Consumers are just like you and me, well they are you and me – we like relevance and context. We like local and trustworthy people who tell us that “this pair of shoes are good”. Not because they tell us they are good, but because they are a perfect fit and that they will do everything we need them to do. One of the good ways of getting to that point of convincing me to convert, is by serving me authentic content.
But what is this “authentic content” anyway? For us here at Cocolab, being authentic means that you believe in the product and message you’re trying to sell. You embrace it wholeheartedly and the experience you have with the product or brand is gained firsthand. If you do not make an effort to get to that point, some consumers will look right through you and the consequence could be that your brand-value drops.
How can you make your content more authentic and true to your and to the audience of your influencers:
Know your audience:
First of all, make sure you know who you are selling to and make sure your influencers are catering to this persona-group. But, you are of course a marketing professional so that part is clear already I’m sure!

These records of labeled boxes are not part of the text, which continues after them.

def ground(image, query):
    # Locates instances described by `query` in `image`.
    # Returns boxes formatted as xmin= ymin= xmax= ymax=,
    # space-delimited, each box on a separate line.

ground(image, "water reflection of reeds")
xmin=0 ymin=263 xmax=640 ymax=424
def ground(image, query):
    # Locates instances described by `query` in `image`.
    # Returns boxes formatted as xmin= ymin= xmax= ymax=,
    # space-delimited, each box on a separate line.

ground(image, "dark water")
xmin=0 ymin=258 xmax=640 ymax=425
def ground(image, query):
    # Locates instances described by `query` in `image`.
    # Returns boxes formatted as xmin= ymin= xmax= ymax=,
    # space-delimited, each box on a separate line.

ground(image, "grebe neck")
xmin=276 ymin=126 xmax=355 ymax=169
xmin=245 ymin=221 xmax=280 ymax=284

Use customers or industry experts:
We wrote another article about why using your own customers is a very good idea, but you should also consider investing in an industry expert. If they are good, they are usually trusted by your audience and seen as an independent 3rd party. Let’s say you run a furniture shop – then it would make sense to use an interior designer / stylist as an influencer.
Let influencers unfold their talent:
Don’t instruct them too much on creative direction. Usually that results in awkward content where it’s clear that the influencer is not in her “real habitat”. The same way fashion shots are clearly “fake” because the model is instructed to pose in a specific way.
Don’t necessarily use “known faces”:
Known faces and celebs can be good for strategy e.g. generating awareness, but score less on the “authenticity scale”. Move down the celeb ladder and try local Micro or even Nano influencers. There is clear evidence that these groups are much more efficient in converting, but also on your cost-to-effect-ratio.
Don’t be too polished (don’t go Photoshop crazy):
Or don’t let your influencers create content that is too polished, as “real life” scenarios will help you make your brand and products stand out in a genuine and trustworthy way.
Don’t only try to sell products:
Selling products and services is good, that’s probably why your business exists in the first place. But also try putting a value on branding and awareness; the discipline which will keep your products top of mind with consumers and will give your business sustainability. Decide how much every 1,000 post views and every 10 engagements an influencers generates is worth to you, and use that as measurable KPIs.
Test different content and scale up:
With influencers you can make small scale tests to see what works best. Which types of content gives the best response and engagement rate. Once you have run a few small tests, it’s easy to scale the winning format up.
The point is that authentic content seems to be the holy grail these days, and often creating this kind of content will take less effort for you and your marketing department. Give it a go! Include it in your strategy – we guarantee it will work.